Friday, February 1, 2013

Fat Tax Warning

Two related articles appeared in the news last week.  One advised that the Affordable Care Act contained high penalties for smokers.  The second told of a proposal to fight obesity by shaming overweight people.  (That outrageous suggestion demonstrates some people's level of frustration and desperation to solve the problem.)  The relationship between smoking and obesity is hard to ignore.  Both behaviors cause personal health problems and lead to increased healthcare costs.  It seems reasonable to use the history of dealing with smoking to predict future possibilities regarding obesity.

Of course smoking was easier to attack because smokers were a minority and smoking can be irritating to others.  The issue of secondhand smoke affecting the health of children also made it an easy target.  The campaign began with increased cigarette taxes, restrictions on advertising and printed warning labels.  It then moved to legislated bans on smoking in most public places and to policies restricting smoking at work.  States won large legal settlements from tobacco companies, intended to be used for education.  Employers began charging smokers a higher health insurance premium.  It is not uncommon for others to look down on smokers, nagging or trying to shame them into quitting (usually unsuccessfully).  Shaming of smokers is not considered outrageous or objectionable, since we're only trying to help.

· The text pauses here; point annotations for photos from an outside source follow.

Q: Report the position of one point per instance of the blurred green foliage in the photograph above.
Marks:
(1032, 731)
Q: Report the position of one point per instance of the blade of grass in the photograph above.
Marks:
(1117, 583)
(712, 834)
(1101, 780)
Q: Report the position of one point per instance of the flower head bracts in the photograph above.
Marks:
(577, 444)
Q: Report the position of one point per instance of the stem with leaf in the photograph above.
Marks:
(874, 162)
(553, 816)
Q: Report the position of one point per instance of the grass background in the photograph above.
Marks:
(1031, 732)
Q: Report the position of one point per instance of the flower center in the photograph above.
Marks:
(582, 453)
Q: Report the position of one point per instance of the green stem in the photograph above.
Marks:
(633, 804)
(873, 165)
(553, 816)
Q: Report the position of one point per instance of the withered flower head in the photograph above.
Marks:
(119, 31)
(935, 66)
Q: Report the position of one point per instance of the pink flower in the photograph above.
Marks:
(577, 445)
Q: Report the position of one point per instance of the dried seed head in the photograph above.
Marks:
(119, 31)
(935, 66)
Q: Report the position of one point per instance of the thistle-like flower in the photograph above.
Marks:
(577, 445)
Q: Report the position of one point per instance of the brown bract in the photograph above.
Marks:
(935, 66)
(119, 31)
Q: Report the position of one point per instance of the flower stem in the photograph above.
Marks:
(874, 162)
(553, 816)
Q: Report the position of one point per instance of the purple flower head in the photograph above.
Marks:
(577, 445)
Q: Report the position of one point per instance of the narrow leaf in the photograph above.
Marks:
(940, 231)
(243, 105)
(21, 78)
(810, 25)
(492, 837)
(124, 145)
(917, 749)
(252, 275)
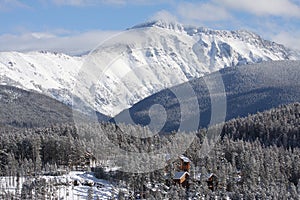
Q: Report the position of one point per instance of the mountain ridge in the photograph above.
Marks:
(171, 54)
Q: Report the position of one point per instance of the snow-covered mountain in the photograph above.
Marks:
(141, 61)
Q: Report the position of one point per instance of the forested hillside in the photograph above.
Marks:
(247, 90)
(257, 157)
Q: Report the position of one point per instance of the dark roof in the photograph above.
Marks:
(179, 175)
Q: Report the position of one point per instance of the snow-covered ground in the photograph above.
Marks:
(136, 64)
(64, 187)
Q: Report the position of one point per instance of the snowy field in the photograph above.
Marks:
(74, 185)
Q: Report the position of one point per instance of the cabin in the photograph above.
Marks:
(212, 181)
(185, 163)
(181, 178)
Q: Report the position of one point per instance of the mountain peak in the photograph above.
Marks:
(167, 24)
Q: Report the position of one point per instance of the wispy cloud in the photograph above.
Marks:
(72, 44)
(164, 15)
(106, 2)
(203, 12)
(7, 5)
(281, 8)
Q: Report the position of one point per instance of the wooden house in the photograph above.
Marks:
(185, 163)
(181, 177)
(212, 181)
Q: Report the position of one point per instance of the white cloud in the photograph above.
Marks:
(203, 12)
(282, 8)
(164, 15)
(6, 5)
(71, 44)
(107, 2)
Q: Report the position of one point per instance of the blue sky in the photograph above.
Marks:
(72, 26)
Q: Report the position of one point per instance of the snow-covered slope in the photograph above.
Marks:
(156, 54)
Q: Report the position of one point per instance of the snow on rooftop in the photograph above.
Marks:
(179, 175)
(185, 159)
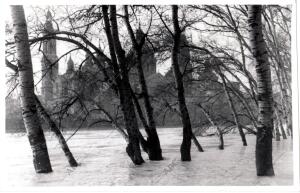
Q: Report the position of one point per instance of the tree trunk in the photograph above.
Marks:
(219, 132)
(185, 148)
(62, 142)
(154, 149)
(32, 124)
(232, 107)
(263, 154)
(120, 68)
(280, 124)
(276, 130)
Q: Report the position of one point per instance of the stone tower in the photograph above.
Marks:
(49, 62)
(70, 66)
(148, 58)
(185, 65)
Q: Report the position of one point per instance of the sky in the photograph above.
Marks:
(37, 15)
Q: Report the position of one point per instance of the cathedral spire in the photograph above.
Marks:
(70, 64)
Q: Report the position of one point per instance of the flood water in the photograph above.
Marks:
(103, 161)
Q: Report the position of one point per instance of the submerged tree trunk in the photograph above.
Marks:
(219, 132)
(263, 153)
(32, 124)
(279, 122)
(118, 62)
(276, 130)
(185, 148)
(153, 148)
(232, 107)
(62, 142)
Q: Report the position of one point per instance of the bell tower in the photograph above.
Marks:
(49, 61)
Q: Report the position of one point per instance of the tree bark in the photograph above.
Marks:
(263, 153)
(232, 107)
(219, 132)
(32, 124)
(154, 149)
(185, 148)
(121, 77)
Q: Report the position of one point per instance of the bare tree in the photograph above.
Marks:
(29, 111)
(185, 148)
(264, 164)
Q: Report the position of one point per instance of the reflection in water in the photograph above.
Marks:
(104, 162)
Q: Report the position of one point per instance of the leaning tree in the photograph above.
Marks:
(263, 154)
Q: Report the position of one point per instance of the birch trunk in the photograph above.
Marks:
(185, 148)
(32, 124)
(263, 153)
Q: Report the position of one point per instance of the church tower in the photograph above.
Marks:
(148, 58)
(49, 67)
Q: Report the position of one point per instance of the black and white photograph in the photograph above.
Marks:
(150, 95)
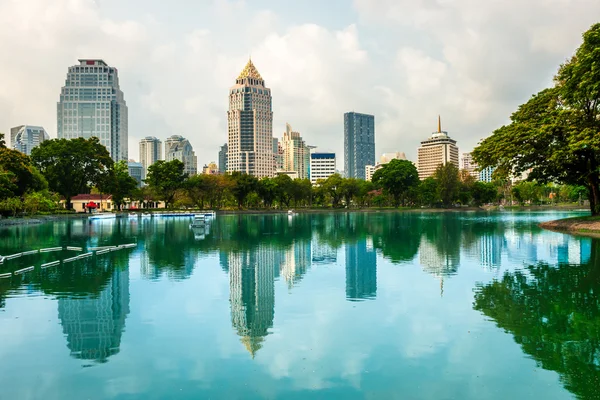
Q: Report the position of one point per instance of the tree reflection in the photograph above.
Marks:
(554, 315)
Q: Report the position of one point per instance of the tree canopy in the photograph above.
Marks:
(555, 136)
(72, 166)
(165, 178)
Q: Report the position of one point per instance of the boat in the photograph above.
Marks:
(103, 216)
(199, 221)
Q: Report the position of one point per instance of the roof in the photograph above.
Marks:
(250, 71)
(91, 197)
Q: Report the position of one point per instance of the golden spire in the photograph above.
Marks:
(250, 71)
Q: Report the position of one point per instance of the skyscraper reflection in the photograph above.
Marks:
(252, 294)
(361, 270)
(93, 324)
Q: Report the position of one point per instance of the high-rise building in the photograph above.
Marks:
(223, 159)
(322, 166)
(296, 154)
(467, 164)
(93, 324)
(150, 151)
(179, 148)
(250, 125)
(24, 138)
(361, 270)
(438, 150)
(136, 171)
(485, 175)
(385, 158)
(359, 143)
(92, 104)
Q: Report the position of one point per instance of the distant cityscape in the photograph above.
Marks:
(91, 104)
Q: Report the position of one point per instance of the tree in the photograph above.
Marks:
(23, 175)
(556, 134)
(242, 186)
(165, 178)
(396, 178)
(448, 183)
(198, 189)
(429, 192)
(118, 183)
(483, 193)
(267, 190)
(284, 189)
(71, 166)
(332, 186)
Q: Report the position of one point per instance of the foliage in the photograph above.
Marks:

In light of that, consider the so-called obesity epidemic.  So far the approach has been comparatively mild.  Sports organizations and doctors encourage kids to get outside and play.  There are health warnings and education about the dangers of being overweight.  Food packaging must post nutritional information, but not yet warnings.  Companies provide opportunities, even facilities, for their employees, and sometimes their families, to work out or be more active.  Since these actions have not made a significant impact, governments stepped in with stricter regulations on school lunches and bans on trans fats.  Last fall New York City passed the controversial ban on large soft drinks.  There has been talk of special taxes on fast food to discourage consumption.  Where may this lead?

Following the smoking model and despite a specific prohibition in the current law, could the next step be health insurance premiums based on body mass index (BMI)?  Could life insurance premiums follow?  Could minors be prohibited from buying certain foods?  Will airlines charge based on the total weight of the luggage and passenger?  These changes may not be out of the question.  I recently read in my local newspaper an expert opinion that it's not fair for healthy people to subsidize the healthcare of those with unhealthy lifestyles.  Further, this CBS News report from two days ago on weight-loss myths concludes with the sentence:  "'The big issues in weight loss are how you change the food environment in order for people to make healthy choices,' such as limiting soda sizes or junk food marketing to children."  Changing the "food environment" sounds eerily similar to steps taken to reduce smoking.

This is a responsibility issue.  We expect to be able to live our lives relatively free of interference, free to make our own choices.  But once we expect the government or our employer to pay our doctor bills, our choices become a "public health issue" and they believe they have the right to tell us how to live.  They become judges of our behavior.  As I have often said, failures in the area of responsibility often lead directly to losses of freedom. A right to free or subsidized healthcare cancels some other rights.  We can’t have it both ways.

Added Note (2/13/2013):  A sugary drinks fee is being considered by the Hawaii Senate as "an important way to fight obesity."